If you do a series, and end a book on a cliffhanger, readers will be compelled to go ahead and buy the next book to find what happens. It works with next chapters when you really should be going to sleep, and it works with selling books. 

Don’t Delete Anything, Ever

You have to excise a lot of your rough draft before you have a decent second draft, but don’t delete those scenes, characters, and descriptions completely. Some of them can form the core of other books. As your fan base builds, you can also release “cutting room floor” volumes with almost no extra work.

Don’t Forget Act Structure

Act structure helps you write books, and can also help you write lots of books. If your different volumes each complete an act of the full story told in a series, readers will find each ending satisfying. Just remember: you can always end acts on cliffhangers.

Do Find Crossover Potential

When you have multiple books or series, find ways to introduce elements of one into the other. Have the main character from series A do a cameo in series B, or put a villain in all of your series, facing off against each of your heroes in turn. This will help encourage your readers to get excited about everything you release. 

Don’t Close Every Line in Every Book

Resist the temptation to answer every question, defeat every adversary, and close every loop in each book you write.
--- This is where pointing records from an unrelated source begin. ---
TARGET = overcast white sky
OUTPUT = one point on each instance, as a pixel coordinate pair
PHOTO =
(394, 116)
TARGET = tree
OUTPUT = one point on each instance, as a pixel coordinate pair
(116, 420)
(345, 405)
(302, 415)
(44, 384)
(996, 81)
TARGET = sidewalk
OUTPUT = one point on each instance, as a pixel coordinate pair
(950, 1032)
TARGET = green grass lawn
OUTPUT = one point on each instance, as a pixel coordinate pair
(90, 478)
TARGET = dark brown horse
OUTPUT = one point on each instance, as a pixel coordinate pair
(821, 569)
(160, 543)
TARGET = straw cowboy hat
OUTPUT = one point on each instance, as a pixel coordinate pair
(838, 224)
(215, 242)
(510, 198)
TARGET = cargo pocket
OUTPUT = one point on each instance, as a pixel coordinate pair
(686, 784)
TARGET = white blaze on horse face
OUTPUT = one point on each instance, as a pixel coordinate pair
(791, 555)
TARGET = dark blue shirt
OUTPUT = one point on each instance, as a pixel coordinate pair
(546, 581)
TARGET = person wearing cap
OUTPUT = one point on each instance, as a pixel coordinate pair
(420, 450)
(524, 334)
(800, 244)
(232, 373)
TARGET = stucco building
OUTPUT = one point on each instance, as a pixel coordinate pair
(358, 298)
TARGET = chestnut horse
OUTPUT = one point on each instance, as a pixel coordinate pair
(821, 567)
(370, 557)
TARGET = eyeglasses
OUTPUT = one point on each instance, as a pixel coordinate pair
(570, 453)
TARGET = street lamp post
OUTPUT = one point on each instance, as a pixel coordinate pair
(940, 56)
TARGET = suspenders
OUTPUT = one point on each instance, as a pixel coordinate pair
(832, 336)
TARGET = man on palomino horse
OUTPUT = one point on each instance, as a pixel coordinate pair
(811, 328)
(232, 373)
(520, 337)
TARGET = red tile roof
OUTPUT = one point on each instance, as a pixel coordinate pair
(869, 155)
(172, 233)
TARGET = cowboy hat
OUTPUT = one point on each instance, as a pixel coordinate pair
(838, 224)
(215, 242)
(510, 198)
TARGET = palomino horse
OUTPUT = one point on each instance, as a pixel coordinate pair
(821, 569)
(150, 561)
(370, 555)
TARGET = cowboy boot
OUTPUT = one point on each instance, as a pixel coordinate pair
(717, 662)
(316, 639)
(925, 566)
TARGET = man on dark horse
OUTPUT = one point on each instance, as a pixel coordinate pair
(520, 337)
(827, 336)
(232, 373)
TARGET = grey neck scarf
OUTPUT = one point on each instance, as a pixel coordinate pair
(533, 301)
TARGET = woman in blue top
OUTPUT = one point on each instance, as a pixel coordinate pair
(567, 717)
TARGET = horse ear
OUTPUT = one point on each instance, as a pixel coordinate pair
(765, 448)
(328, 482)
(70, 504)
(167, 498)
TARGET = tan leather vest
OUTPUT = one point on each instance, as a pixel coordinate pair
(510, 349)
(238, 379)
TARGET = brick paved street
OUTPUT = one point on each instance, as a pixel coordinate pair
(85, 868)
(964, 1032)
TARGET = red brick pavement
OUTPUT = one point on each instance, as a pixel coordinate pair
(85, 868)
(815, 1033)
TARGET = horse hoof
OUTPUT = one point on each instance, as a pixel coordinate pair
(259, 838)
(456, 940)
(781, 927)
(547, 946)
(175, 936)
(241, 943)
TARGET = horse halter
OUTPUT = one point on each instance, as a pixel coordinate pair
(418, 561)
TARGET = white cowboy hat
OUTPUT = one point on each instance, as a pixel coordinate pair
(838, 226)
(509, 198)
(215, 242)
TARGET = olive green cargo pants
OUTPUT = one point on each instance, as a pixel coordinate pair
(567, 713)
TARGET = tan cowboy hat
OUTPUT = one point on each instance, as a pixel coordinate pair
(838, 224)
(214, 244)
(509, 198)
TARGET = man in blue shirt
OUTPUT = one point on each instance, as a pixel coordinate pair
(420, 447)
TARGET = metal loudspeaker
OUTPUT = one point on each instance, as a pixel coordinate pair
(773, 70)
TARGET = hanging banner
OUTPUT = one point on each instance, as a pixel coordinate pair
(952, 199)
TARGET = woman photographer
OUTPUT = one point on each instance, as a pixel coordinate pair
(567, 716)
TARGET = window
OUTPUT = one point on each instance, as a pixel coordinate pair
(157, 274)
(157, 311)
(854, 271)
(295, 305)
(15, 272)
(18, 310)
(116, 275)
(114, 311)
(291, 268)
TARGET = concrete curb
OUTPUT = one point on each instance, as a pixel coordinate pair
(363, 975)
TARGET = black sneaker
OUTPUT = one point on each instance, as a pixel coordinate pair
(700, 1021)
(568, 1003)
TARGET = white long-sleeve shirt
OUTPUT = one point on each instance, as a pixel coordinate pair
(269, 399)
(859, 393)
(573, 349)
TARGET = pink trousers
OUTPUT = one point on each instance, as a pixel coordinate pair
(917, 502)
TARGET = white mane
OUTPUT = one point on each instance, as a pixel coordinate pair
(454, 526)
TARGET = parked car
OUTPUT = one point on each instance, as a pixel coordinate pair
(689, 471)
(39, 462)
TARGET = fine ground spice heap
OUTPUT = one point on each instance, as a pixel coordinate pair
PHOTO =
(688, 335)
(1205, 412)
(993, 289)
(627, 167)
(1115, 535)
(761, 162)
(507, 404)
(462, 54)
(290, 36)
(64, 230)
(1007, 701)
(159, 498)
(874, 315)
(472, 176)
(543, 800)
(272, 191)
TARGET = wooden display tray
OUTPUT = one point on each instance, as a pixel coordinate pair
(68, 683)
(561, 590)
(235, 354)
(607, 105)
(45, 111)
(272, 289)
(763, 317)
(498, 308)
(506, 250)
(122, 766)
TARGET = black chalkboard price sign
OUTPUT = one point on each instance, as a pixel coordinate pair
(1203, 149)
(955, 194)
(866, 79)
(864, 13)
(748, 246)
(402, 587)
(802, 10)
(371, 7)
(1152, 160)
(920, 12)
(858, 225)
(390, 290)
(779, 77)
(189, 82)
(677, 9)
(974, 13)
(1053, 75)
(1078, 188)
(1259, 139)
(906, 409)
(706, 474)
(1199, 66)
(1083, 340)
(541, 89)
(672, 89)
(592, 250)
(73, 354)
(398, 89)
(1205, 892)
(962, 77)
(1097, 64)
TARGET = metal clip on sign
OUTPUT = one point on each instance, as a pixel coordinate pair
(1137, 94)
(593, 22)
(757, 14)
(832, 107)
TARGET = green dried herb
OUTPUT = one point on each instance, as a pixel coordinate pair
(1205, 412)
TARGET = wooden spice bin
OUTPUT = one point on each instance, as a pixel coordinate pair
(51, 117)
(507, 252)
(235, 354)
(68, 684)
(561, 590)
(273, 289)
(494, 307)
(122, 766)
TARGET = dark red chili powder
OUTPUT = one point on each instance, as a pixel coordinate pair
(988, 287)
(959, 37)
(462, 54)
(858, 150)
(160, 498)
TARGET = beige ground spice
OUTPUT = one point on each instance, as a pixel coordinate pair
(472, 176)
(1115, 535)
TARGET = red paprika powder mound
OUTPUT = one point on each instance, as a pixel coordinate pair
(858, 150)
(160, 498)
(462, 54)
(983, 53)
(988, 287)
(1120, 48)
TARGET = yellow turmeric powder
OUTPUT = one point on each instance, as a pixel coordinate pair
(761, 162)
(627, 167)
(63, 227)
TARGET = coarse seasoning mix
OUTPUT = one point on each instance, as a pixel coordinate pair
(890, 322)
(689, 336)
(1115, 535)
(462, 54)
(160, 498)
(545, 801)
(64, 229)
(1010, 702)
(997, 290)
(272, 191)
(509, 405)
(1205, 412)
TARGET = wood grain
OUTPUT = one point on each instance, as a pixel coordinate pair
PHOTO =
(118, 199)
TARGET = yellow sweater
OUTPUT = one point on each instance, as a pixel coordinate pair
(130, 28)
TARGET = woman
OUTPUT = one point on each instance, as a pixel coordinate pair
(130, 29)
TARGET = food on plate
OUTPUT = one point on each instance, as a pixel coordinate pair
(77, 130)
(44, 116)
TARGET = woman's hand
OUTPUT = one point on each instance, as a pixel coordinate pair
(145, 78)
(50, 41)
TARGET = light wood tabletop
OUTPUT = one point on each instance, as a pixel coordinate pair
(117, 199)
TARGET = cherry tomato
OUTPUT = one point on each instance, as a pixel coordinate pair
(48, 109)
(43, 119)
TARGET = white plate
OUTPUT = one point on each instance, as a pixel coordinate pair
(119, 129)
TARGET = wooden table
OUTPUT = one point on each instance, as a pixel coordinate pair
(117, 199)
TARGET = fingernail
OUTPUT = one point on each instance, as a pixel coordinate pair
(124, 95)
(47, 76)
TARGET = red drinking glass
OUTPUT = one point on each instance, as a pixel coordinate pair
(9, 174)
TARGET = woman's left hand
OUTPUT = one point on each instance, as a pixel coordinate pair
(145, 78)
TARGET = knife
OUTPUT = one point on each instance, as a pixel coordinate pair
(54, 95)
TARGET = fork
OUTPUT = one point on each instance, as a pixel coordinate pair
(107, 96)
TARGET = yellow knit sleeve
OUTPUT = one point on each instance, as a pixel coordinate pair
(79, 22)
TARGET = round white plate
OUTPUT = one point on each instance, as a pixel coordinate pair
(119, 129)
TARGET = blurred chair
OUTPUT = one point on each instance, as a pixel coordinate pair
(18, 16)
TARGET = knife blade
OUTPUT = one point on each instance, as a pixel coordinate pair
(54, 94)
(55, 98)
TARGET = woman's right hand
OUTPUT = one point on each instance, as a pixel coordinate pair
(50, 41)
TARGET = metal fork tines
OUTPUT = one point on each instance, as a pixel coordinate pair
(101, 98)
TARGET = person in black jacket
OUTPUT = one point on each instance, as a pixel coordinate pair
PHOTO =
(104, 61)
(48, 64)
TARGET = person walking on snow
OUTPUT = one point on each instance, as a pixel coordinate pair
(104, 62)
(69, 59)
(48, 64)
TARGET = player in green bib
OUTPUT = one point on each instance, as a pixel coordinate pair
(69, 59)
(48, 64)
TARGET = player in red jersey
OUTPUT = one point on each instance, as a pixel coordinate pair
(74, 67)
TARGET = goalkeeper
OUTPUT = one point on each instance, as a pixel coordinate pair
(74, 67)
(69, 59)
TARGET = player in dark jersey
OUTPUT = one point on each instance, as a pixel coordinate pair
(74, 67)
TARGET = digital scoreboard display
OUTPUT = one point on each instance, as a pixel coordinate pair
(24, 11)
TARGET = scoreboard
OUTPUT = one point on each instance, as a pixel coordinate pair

Instead, use those open questions as the foundations of further volumes. It will help you keep readers engaged and give you more ideas. 

One Last Little Thing

I’ve seen this mistake often enough I feel the need to point it out even though you, of course, would never make it in a million years. 

Some writers relax on quality when they write short. They feel the story doesn’t need to be taken as seriously, because it’s shorter. Or it’s incomplete anyway, so why bother?

Never make this mistake. You are asking readers to buy more books from you, more often. If you give them an excuse to stop, they will. Remember the old adage: a novelist is a failed short story writer, and a short story writer is a failed poet. It takes extra skill, not less attention, to write the short form well. Give it all you have.